Thanks for your feedback.
On 1/20/22, 11:47 AM, "Andres Freund" <andres@anarazel.de> wrote:
> It seems odd to change a bunch of things to not be errors anymore, but then
> add new sources of errors. If we try to deal with concurrent deletions or
> permission issues - otherwise what's the point of making unlink() not an error
> anymore - why do we expect to be able to lstat()?
My reasoning for making lstat() an ERROR was that there's a chance we
need to fsync() the file, and if we can't fsync() a file for whatever
reason, we definitely want to ERROR. I suppose we could conditionally
ERROR based on the file name, but I don't know if that's really worth
the complexity.
> I'd be more on board accepting some selective errors. E.g. not erroring on
> ENOENT, but continuing to error on others (most likely ENOACCESS). I think we
> should *not* change the
I think this approach would work for the use-case Bharath mentioned
upthread. In any case, if deleting a file fails because the file was
already deleted, there's no point in ERROR-ing. I think filtering
errors is a bit trickier for lstat(). If we would've fsync'd the file
but lstat() gives us ENOENT, we may have a problem. (However, there's
also a good chance we wouldn't notice such problems if the race didn't
occur.) I'll play around with it.
>> + /*
>> + * We just log a message if a file doesn't fit the pattern, it's
>> + * probably some editor's lock/state file or similar...
>> + */
>
> An editor's lock file that starts with map- would presumably be the whole
> filename plus an additional file-ending. But this check won't catch those.

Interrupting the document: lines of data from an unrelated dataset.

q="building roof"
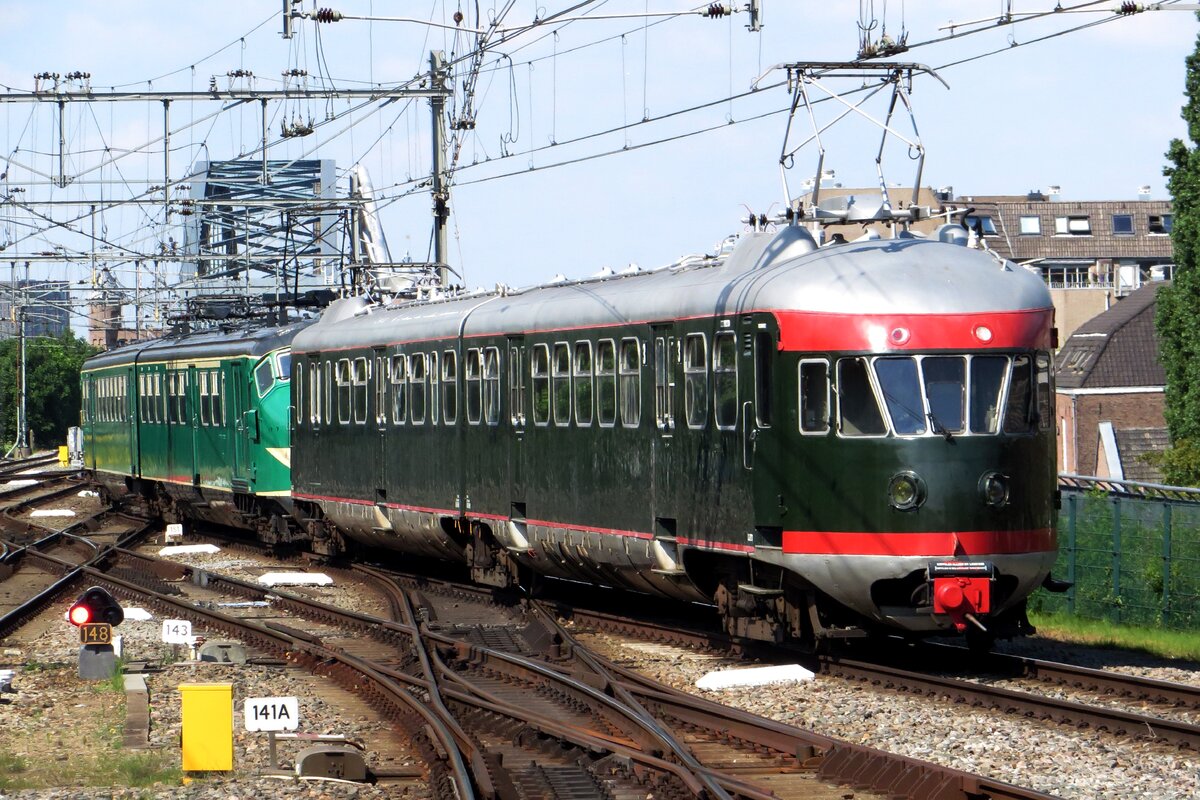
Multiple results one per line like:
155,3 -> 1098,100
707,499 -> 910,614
1116,428 -> 1171,483
955,196 -> 1172,261
1055,281 -> 1169,389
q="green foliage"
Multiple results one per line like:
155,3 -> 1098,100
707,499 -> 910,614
1030,612 -> 1200,661
1156,18 -> 1200,486
0,331 -> 97,447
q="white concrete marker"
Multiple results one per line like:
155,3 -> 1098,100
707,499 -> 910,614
258,572 -> 334,587
158,545 -> 221,555
696,664 -> 816,690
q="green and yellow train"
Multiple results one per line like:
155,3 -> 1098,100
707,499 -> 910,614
82,323 -> 307,529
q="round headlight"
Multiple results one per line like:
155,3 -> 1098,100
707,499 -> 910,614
888,473 -> 925,511
979,473 -> 1008,509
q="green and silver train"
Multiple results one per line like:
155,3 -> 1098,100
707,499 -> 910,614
82,321 -> 308,529
84,225 -> 1057,643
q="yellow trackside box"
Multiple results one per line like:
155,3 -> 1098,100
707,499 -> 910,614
179,684 -> 233,772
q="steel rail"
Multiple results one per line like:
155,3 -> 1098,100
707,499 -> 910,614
820,656 -> 1200,748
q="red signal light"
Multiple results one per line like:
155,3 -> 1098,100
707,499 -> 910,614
67,587 -> 125,626
67,603 -> 91,625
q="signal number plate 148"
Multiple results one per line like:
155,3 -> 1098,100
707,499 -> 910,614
79,622 -> 113,644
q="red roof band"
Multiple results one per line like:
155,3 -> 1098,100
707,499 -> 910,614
784,528 -> 1058,558
775,308 -> 1054,353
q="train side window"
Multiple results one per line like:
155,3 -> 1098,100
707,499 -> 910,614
683,333 -> 708,428
334,359 -> 353,425
442,350 -> 458,425
967,355 -> 1008,433
425,353 -> 442,425
320,360 -> 334,425
292,361 -> 308,427
550,342 -> 571,426
800,359 -> 829,435
199,369 -> 212,427
484,347 -> 500,425
1037,353 -> 1054,431
920,355 -> 967,433
1004,355 -> 1036,433
350,357 -> 371,425
713,331 -> 738,431
617,338 -> 642,428
408,353 -> 425,425
754,331 -> 775,428
509,347 -> 524,426
308,361 -> 322,428
571,342 -> 593,427
391,355 -> 408,425
875,356 -> 925,437
209,369 -> 226,426
463,348 -> 484,425
254,359 -> 275,397
835,357 -> 888,437
529,344 -> 550,425
596,339 -> 617,428
372,355 -> 391,426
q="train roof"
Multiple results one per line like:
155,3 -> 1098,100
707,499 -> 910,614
293,227 -> 1052,351
83,319 -> 316,371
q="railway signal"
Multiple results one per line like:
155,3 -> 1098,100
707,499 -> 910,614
67,587 -> 125,627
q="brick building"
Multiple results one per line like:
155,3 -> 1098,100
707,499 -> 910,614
1055,282 -> 1169,483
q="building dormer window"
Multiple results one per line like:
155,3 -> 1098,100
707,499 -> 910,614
962,213 -> 996,236
1054,215 -> 1092,236
1147,213 -> 1175,234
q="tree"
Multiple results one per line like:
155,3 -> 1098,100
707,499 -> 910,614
0,331 -> 98,450
1156,21 -> 1200,486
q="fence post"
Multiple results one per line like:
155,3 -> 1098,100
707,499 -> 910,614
1111,497 -> 1121,622
1067,492 -> 1079,616
1163,503 -> 1171,626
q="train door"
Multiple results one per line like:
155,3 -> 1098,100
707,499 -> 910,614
505,336 -> 529,522
229,361 -> 250,491
184,365 -> 200,486
83,375 -> 96,470
742,321 -> 782,522
650,324 -> 679,541
371,348 -> 391,503
122,367 -> 140,475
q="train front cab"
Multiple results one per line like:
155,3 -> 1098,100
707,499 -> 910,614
742,315 -> 1056,638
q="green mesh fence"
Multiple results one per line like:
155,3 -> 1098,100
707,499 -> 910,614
1030,489 -> 1200,631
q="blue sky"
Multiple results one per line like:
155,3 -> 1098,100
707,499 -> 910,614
0,0 -> 1198,311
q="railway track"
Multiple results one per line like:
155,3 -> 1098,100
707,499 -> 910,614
2,520 -> 1046,800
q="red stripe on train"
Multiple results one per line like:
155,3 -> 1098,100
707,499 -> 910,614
775,308 -> 1054,353
784,528 -> 1058,558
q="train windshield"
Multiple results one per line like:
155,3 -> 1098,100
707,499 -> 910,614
835,353 -> 1052,438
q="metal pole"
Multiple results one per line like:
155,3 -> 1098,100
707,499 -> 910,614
430,50 -> 450,285
162,100 -> 170,228
17,298 -> 29,458
1112,498 -> 1121,622
1162,503 -> 1171,626
59,100 -> 67,188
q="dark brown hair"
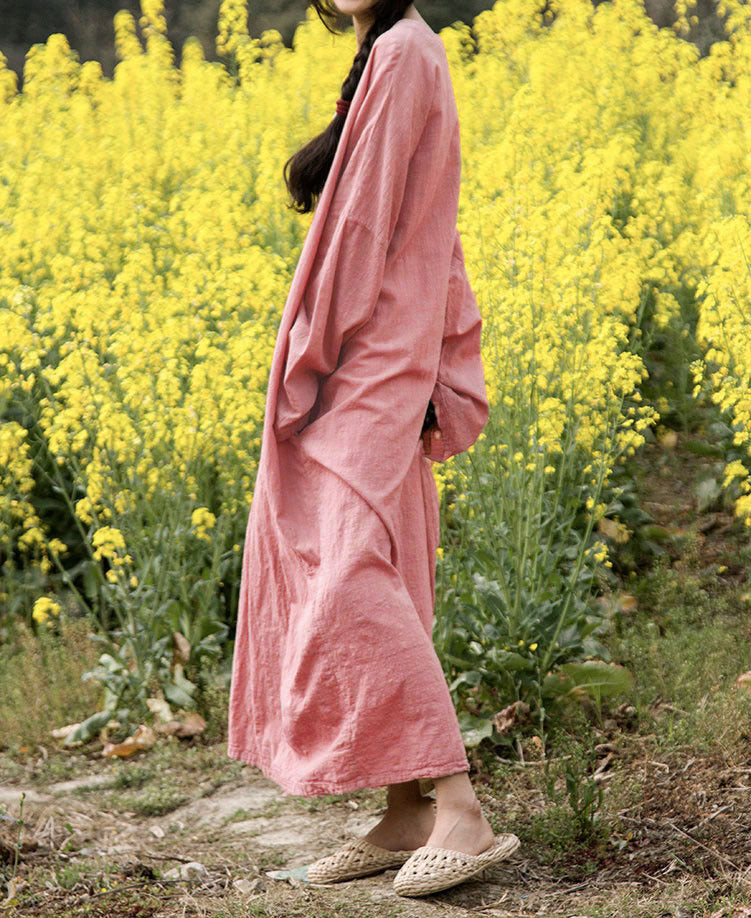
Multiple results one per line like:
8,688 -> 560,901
284,0 -> 412,214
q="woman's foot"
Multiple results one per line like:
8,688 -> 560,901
423,771 -> 495,854
364,781 -> 435,851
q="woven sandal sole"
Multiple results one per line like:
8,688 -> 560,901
307,838 -> 414,884
394,835 -> 520,896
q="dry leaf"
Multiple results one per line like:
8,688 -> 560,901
657,430 -> 678,449
50,724 -> 81,739
175,711 -> 206,736
146,697 -> 173,724
493,701 -> 529,734
618,593 -> 639,612
155,711 -> 206,737
597,516 -> 631,545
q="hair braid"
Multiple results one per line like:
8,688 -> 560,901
283,0 -> 412,213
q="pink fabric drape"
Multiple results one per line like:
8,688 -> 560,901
228,19 -> 488,796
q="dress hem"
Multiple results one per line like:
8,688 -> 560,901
227,745 -> 470,797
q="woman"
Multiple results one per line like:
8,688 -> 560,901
228,0 -> 519,895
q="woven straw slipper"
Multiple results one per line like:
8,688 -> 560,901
394,835 -> 519,896
307,838 -> 414,883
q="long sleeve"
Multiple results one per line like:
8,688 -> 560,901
274,33 -> 437,440
427,231 -> 489,462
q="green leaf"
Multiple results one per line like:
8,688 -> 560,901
543,660 -> 634,697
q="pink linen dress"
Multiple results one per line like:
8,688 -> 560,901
227,19 -> 488,797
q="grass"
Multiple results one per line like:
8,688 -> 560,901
0,434 -> 751,918
0,617 -> 101,757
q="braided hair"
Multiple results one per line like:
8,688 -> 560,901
284,0 -> 412,214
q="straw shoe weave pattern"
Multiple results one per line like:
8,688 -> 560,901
307,838 -> 413,883
394,835 -> 519,896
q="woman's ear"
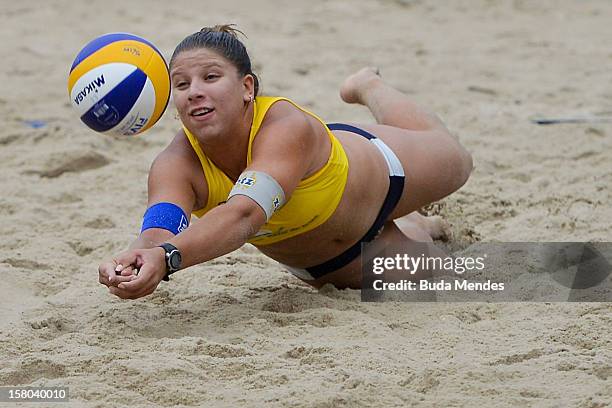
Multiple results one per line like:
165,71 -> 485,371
242,74 -> 255,103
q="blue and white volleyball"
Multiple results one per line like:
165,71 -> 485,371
68,33 -> 170,136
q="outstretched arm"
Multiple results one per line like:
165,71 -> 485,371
111,103 -> 314,299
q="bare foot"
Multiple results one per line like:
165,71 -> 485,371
394,211 -> 451,242
340,67 -> 381,105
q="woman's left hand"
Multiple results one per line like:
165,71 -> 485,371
109,247 -> 166,299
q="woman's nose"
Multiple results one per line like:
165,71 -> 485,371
187,81 -> 204,101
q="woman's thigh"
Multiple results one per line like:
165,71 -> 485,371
355,124 -> 465,219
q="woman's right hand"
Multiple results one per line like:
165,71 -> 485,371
98,254 -> 136,288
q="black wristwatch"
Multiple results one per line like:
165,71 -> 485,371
159,242 -> 182,282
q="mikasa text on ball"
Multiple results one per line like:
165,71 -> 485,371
68,33 -> 170,135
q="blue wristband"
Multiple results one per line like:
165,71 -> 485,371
140,203 -> 189,235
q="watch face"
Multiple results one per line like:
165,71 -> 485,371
168,251 -> 181,270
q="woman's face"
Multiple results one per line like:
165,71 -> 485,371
170,48 -> 253,137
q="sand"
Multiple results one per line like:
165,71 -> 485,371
0,0 -> 612,407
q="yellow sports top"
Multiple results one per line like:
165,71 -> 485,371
183,96 -> 348,245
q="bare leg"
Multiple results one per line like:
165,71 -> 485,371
340,67 -> 444,130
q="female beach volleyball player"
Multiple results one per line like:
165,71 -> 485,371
99,25 -> 472,299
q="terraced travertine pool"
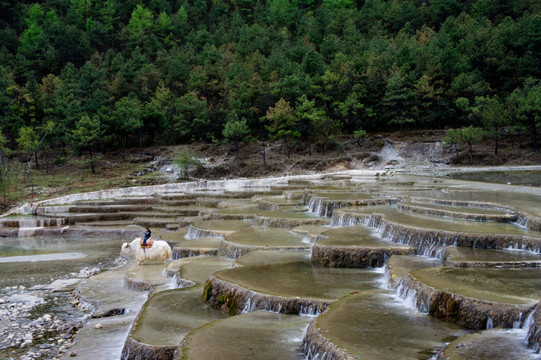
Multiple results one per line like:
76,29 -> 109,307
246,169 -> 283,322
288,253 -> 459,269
0,169 -> 541,360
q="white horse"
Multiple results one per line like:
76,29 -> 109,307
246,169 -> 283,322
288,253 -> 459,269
120,238 -> 171,265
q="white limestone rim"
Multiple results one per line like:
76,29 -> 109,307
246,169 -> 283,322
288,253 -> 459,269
0,170 -> 379,218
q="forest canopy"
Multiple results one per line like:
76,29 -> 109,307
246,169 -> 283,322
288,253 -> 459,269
0,0 -> 541,155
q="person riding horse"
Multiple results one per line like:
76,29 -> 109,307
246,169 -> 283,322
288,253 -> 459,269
143,226 -> 152,247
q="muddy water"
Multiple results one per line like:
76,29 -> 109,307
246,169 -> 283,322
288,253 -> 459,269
0,169 -> 541,360
0,236 -> 131,288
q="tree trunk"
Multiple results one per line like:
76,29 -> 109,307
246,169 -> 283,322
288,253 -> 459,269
235,144 -> 239,172
532,119 -> 539,154
88,148 -> 96,174
34,150 -> 39,169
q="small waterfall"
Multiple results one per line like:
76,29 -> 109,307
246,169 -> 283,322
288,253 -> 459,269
17,217 -> 44,237
395,280 -> 422,314
522,304 -> 541,354
184,225 -> 224,240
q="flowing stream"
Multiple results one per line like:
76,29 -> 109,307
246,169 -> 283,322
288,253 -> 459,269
0,172 -> 541,360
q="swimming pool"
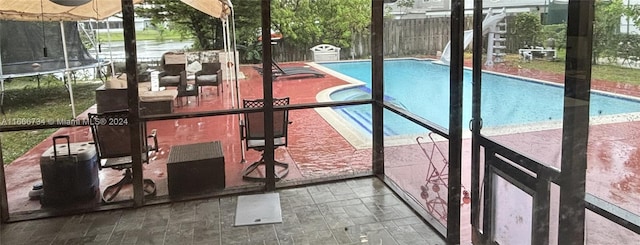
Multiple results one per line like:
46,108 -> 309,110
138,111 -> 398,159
319,59 -> 640,135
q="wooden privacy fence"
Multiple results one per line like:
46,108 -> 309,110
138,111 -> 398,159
273,16 -> 523,62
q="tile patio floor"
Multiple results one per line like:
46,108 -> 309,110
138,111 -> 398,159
0,178 -> 444,245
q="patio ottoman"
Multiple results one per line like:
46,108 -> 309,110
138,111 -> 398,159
167,141 -> 225,197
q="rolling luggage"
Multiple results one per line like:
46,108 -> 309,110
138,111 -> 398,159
40,136 -> 100,206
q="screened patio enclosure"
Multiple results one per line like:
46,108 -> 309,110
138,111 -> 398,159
2,0 -> 640,244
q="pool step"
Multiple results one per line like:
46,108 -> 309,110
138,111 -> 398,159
339,107 -> 396,136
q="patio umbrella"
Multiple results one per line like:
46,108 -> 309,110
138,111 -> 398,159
180,0 -> 245,161
0,0 -> 143,118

Right, it will either fsync() or unlink() those. I'll work on the
comment. Or do you think it's worth validating that there are no
trailing characters? I looked into that a bit earlier, and the code
felt excessive to me, but I don't have a strong opinion here.
>> + * Unlike failures to unlink() old logical rewrite files, we must
>> + * ERROR if we're unable to sync transient state down to disk. This
>> + * allows replay to assume that everything written out before
>> + * checkpoint start is persisted.
>> */
>
> Hm, not quite happy with the second bit. Checkpointed state being durable
> isn't about replay directly, it's about the basic property of a checkpoint
> being fulfilled?
I'll work on this. FWIW I modeled this based on the comment above the
function. Do you think that should be adjusted as well?
>> + /* persist directory entries to disk */
>> + fsync_fname("pg_logical/mappings", true);
>
> This is probably worth backpatching, if you split it out I'll do so.
Sure thing, will do shortly.
Nathan